Question 2.3: Using the k-nearest-neighbors classification function kknn contained in the R kknn package, suggest a good value of k, and show how well it classifies that data points in the full data set. Don’t forget to scale the data (scale=TRUE in kknn).
acc_chk = function(Z){
pred<- rep(0,(nrow(cc_data)))
for (i in 1:nrow(cc_data)){
#ensure it doesn't use i itself
knn_model=kknn(V11~V1+V2+V3+V4+V5+V6+V7+V8+V9+V10,cc_data[-i,],cc_data[i,],k=Z, scale = T)

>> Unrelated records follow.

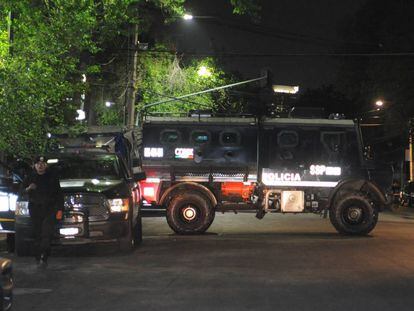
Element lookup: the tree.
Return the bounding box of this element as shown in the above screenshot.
[0,0,257,155]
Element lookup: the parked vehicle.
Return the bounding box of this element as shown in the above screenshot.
[15,150,142,256]
[141,114,391,235]
[10,127,145,256]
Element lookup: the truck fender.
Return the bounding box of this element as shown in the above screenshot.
[327,178,389,210]
[160,182,217,207]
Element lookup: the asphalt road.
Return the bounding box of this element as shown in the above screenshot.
[0,212,414,311]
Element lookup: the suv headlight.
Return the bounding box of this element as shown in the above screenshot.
[108,199,129,213]
[15,201,29,216]
[0,192,17,212]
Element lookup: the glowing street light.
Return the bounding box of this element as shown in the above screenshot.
[272,85,299,94]
[197,66,211,77]
[183,13,194,21]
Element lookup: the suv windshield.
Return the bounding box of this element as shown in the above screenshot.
[48,154,121,179]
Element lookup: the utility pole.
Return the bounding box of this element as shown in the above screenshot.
[408,118,414,181]
[7,10,14,55]
[125,24,138,129]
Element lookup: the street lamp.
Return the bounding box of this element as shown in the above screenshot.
[182,13,194,21]
[375,99,384,108]
[197,66,211,78]
[272,85,299,94]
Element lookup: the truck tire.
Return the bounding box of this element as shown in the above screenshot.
[329,193,378,235]
[14,228,32,257]
[167,192,215,234]
[6,233,16,253]
[118,221,135,253]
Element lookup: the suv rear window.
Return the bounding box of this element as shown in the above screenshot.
[220,131,240,146]
[191,131,210,145]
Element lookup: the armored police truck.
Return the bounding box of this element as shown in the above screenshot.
[141,114,386,235]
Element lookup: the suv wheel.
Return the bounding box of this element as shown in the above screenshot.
[14,227,32,257]
[134,211,142,245]
[167,192,215,234]
[118,221,135,253]
[329,193,378,235]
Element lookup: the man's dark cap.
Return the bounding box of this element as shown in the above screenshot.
[33,155,47,164]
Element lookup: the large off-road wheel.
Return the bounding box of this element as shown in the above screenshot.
[167,192,215,234]
[329,193,378,235]
[14,227,32,257]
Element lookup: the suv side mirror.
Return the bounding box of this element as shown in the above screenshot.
[134,171,147,181]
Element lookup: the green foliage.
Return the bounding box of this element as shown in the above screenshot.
[138,53,231,112]
[0,0,254,156]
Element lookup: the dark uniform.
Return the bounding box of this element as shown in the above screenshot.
[23,158,63,263]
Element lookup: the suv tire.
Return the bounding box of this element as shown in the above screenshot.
[118,221,135,253]
[134,211,142,246]
[329,192,378,235]
[167,192,215,234]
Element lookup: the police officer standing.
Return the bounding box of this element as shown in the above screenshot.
[23,156,63,267]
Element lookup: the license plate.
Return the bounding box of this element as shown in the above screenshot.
[59,228,79,235]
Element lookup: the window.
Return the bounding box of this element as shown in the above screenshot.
[220,131,240,146]
[191,131,210,145]
[277,131,299,148]
[321,132,346,163]
[160,130,180,144]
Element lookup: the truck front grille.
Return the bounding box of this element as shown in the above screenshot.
[65,193,109,221]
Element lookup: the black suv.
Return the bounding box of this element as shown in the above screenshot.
[15,150,142,256]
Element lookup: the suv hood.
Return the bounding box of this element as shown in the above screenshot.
[60,179,125,194]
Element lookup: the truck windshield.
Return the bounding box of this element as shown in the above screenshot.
[49,155,121,179]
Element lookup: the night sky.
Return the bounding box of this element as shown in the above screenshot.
[171,0,365,90]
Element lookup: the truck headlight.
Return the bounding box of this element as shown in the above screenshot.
[108,199,129,213]
[15,201,29,216]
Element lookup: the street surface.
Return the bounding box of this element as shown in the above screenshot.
[0,211,414,311]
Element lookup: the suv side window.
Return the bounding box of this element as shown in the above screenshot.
[321,132,346,163]
[160,130,181,144]
[118,159,132,178]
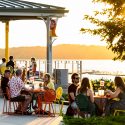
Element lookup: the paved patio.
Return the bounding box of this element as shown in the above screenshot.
[0,98,67,125]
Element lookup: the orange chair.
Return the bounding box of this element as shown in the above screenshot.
[6,87,24,115]
[3,93,8,114]
[37,89,56,116]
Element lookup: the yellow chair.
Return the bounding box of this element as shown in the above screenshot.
[7,65,14,74]
[55,87,69,116]
[114,109,125,116]
[55,87,63,115]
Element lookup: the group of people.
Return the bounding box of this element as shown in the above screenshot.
[0,56,14,75]
[1,69,55,115]
[66,73,125,116]
[0,56,125,116]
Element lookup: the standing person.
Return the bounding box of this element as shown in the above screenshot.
[8,69,32,115]
[6,56,14,69]
[77,78,95,116]
[43,73,55,90]
[1,70,10,99]
[27,57,37,79]
[0,58,6,75]
[66,73,79,116]
[103,76,125,116]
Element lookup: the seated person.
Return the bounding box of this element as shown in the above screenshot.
[43,73,55,90]
[1,70,10,99]
[8,69,32,114]
[77,78,95,116]
[0,58,6,75]
[6,56,14,74]
[103,76,125,116]
[66,73,79,116]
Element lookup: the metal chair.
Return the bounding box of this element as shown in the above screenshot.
[75,94,90,117]
[37,89,56,116]
[4,87,25,115]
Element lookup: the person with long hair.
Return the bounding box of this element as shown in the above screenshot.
[66,73,79,116]
[43,73,55,90]
[77,77,95,116]
[103,76,125,115]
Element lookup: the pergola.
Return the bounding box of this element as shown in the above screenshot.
[0,0,68,74]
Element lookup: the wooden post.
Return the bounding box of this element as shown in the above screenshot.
[5,21,9,62]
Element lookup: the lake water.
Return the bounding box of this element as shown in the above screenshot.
[13,60,125,82]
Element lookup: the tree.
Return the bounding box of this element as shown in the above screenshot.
[81,0,125,60]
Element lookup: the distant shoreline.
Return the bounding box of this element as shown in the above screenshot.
[0,44,114,60]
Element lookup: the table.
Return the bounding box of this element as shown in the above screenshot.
[94,96,108,116]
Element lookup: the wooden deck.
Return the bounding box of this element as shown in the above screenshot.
[0,98,66,125]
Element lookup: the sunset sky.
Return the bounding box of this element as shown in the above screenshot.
[0,0,105,48]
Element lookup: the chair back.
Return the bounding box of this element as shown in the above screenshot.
[75,94,89,112]
[6,87,11,100]
[56,87,63,100]
[44,89,56,102]
[0,66,7,75]
[7,65,14,74]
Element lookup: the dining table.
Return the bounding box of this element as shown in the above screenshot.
[94,96,109,116]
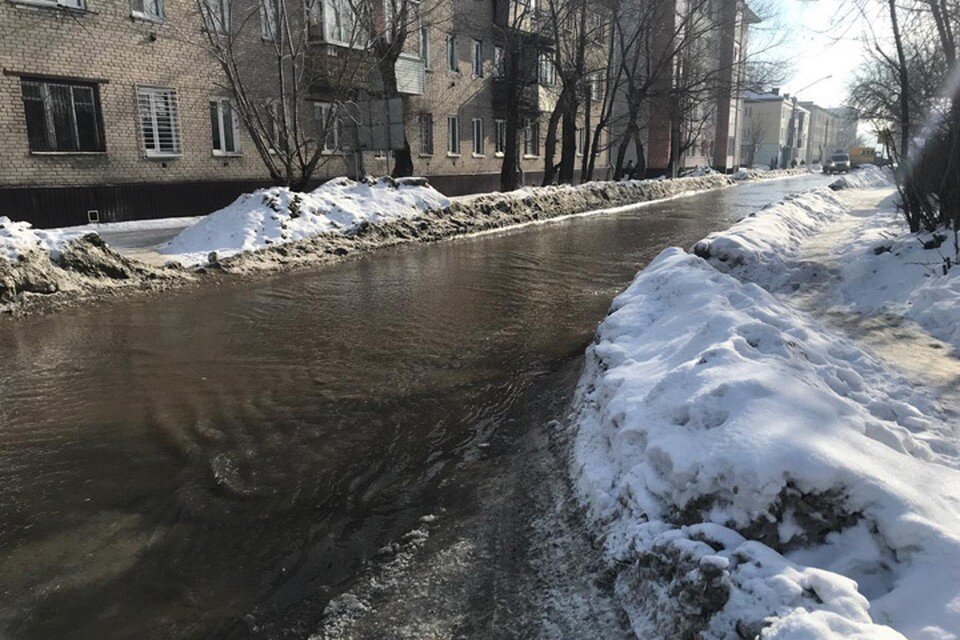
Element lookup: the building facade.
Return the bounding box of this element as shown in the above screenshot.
[611,0,759,176]
[0,0,607,226]
[740,89,810,169]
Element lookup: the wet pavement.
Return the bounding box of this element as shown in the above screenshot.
[0,176,828,639]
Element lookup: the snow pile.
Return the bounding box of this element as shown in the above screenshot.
[830,164,893,191]
[693,189,847,289]
[573,249,960,640]
[0,216,85,262]
[160,178,450,265]
[838,210,960,348]
[733,166,813,182]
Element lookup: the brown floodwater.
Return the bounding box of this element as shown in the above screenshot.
[0,176,826,640]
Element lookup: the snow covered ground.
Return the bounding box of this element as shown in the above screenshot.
[0,216,89,262]
[572,176,960,640]
[160,178,450,265]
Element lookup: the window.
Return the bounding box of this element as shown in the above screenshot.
[309,0,366,47]
[210,98,240,156]
[447,33,460,73]
[137,87,181,158]
[523,120,540,156]
[260,0,280,41]
[420,26,430,69]
[538,53,557,87]
[130,0,163,22]
[313,102,343,154]
[591,13,604,42]
[471,118,483,156]
[264,98,289,153]
[420,113,433,156]
[590,73,603,102]
[20,78,104,151]
[472,40,483,78]
[201,0,230,33]
[447,116,460,156]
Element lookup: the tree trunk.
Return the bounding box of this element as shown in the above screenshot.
[500,109,520,191]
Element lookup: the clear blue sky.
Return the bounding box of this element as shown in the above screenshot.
[747,0,885,107]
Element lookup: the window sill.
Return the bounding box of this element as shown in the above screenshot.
[7,0,97,16]
[130,11,163,24]
[30,151,107,157]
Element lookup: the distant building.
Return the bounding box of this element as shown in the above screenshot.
[740,89,811,168]
[0,0,609,226]
[610,0,760,176]
[800,102,844,164]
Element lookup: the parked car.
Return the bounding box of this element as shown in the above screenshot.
[823,153,850,173]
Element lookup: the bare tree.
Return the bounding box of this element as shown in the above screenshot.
[185,0,432,190]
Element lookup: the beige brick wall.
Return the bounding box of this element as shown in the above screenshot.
[0,0,607,186]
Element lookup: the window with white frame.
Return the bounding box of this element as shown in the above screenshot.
[33,0,86,11]
[130,0,163,22]
[260,0,280,42]
[210,98,240,156]
[20,78,105,152]
[447,116,460,156]
[590,73,603,102]
[200,0,230,33]
[320,0,366,47]
[264,98,289,153]
[471,40,483,78]
[523,119,540,156]
[537,53,557,87]
[420,113,433,156]
[470,118,483,156]
[447,33,460,73]
[591,13,604,42]
[137,87,182,158]
[313,102,343,153]
[420,25,430,69]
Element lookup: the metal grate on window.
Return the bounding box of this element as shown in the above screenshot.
[137,87,182,158]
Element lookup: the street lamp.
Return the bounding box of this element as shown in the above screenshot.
[787,73,833,167]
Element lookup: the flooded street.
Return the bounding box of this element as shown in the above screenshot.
[0,176,828,639]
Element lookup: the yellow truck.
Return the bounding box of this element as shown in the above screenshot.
[850,147,877,167]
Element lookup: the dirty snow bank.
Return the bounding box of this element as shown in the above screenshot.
[573,249,960,640]
[733,165,819,181]
[838,208,960,349]
[164,175,732,272]
[0,216,84,262]
[0,217,180,312]
[830,164,893,191]
[160,178,450,265]
[693,188,848,290]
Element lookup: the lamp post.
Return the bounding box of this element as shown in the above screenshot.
[787,73,833,168]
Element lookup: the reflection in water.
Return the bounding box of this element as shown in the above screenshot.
[0,176,824,639]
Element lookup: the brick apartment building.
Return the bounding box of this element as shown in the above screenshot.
[614,0,759,176]
[0,0,607,226]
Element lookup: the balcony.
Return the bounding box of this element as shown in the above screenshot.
[492,78,553,114]
[394,53,426,96]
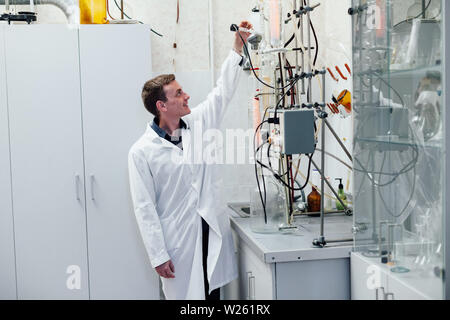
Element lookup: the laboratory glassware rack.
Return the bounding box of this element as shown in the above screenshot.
[349,0,450,299]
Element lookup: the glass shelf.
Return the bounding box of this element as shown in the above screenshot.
[355,65,442,79]
[352,0,447,299]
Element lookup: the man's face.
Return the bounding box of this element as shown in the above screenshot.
[163,80,191,119]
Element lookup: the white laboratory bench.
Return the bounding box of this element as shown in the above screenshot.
[223,209,353,300]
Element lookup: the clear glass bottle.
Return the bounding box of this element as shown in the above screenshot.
[406,0,441,20]
[250,176,286,233]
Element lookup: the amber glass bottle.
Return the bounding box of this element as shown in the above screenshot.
[307,186,321,216]
[79,0,108,24]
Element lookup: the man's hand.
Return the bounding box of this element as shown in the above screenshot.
[234,21,253,54]
[155,260,175,279]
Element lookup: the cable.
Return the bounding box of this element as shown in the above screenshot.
[275,52,286,108]
[110,0,163,37]
[393,0,434,28]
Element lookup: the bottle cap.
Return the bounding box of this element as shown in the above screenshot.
[334,178,344,189]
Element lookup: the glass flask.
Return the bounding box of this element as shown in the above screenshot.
[250,176,286,233]
[406,0,441,20]
[307,186,321,217]
[79,0,108,24]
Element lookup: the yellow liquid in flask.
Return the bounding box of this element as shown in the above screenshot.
[79,0,108,24]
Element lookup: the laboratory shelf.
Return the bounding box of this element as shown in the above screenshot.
[354,138,443,149]
[352,0,450,299]
[229,209,353,263]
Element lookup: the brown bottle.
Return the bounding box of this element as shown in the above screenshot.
[307,187,321,217]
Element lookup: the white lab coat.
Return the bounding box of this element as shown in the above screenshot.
[129,50,241,299]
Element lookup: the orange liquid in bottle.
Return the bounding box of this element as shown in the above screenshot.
[79,0,108,24]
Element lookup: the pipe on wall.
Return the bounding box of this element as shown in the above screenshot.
[0,0,80,24]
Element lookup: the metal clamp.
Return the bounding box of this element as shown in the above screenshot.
[375,287,386,300]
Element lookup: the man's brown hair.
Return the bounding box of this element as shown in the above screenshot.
[142,74,175,118]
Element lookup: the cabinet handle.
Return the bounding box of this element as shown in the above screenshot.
[75,173,80,201]
[90,174,95,201]
[375,287,386,300]
[384,292,394,300]
[248,276,256,300]
[247,271,252,300]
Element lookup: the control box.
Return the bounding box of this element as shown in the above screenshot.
[270,109,316,155]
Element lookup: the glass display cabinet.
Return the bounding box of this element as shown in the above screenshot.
[349,0,450,299]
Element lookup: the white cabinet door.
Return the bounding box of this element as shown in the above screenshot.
[350,253,388,300]
[239,241,276,300]
[0,26,16,300]
[80,25,159,299]
[5,25,89,299]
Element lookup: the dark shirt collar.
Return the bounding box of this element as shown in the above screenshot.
[150,118,187,139]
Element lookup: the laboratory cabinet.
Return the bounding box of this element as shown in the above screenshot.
[229,217,351,300]
[0,25,159,299]
[349,0,450,300]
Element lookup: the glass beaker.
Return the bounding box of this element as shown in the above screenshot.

pred[i] <- as.integer(fitted(knn_model)+0.5) #for rounding
}
acc = sum(pred == cc_data[,11]) / nrow(cc_data)
return(acc)
}
test_vec <- rep(0,30) # 30 zeroes vector for accuracy test (knn values ranging from 1 to 30)
for (Z in 1:30){
test_vec[Z] = acc_chk(Z)
}
knn_accuracy <- as.matrix(test_vec * 100) #see accuracy as percentage
knn_accuracy #print out knn values and percentage of accuracy
[,1]
[1,] 81.49847
[2,] 81.49847
[3,] 81.49847
[4,] 81.49847
[5,] 85.16820
[6,] 84.55657
[7,] 84.70948
[8,] 84.86239
[9,] 84.70948
[10,] 85.01529
[11,] 85.16820
[12,] 85.32110
[13,] 85.16820
[14,] 85.16820
[15,] 85.32110
[16,] 85.16820
[17,] 85.16820
[18,] 85.16820
[19,] 85.01529
[20,] 85.01529
[21,] 84.86239
[22,] 84.70948
[23,] 84.40367
[24,] 84.55657
[25,] 84.55657
[26,] 84.40367
[27,] 84.09786
[28,] 83.79205
[29,] 83.94495
[30,] 84.09786
knn_value <- c(1,2,3,4,5,6,7,8,9,10,11,12,13,14,15,16,17,18,19,20,21,22,23,24,25,26,27,28,29,30)
plot(knn_value,knn_accuracy)#observe accuracies per knn value
max(knn_accuracy)
[1] 85.3211
The knn value that best classifies the data points is 12 with an accuracy of 85.3211%.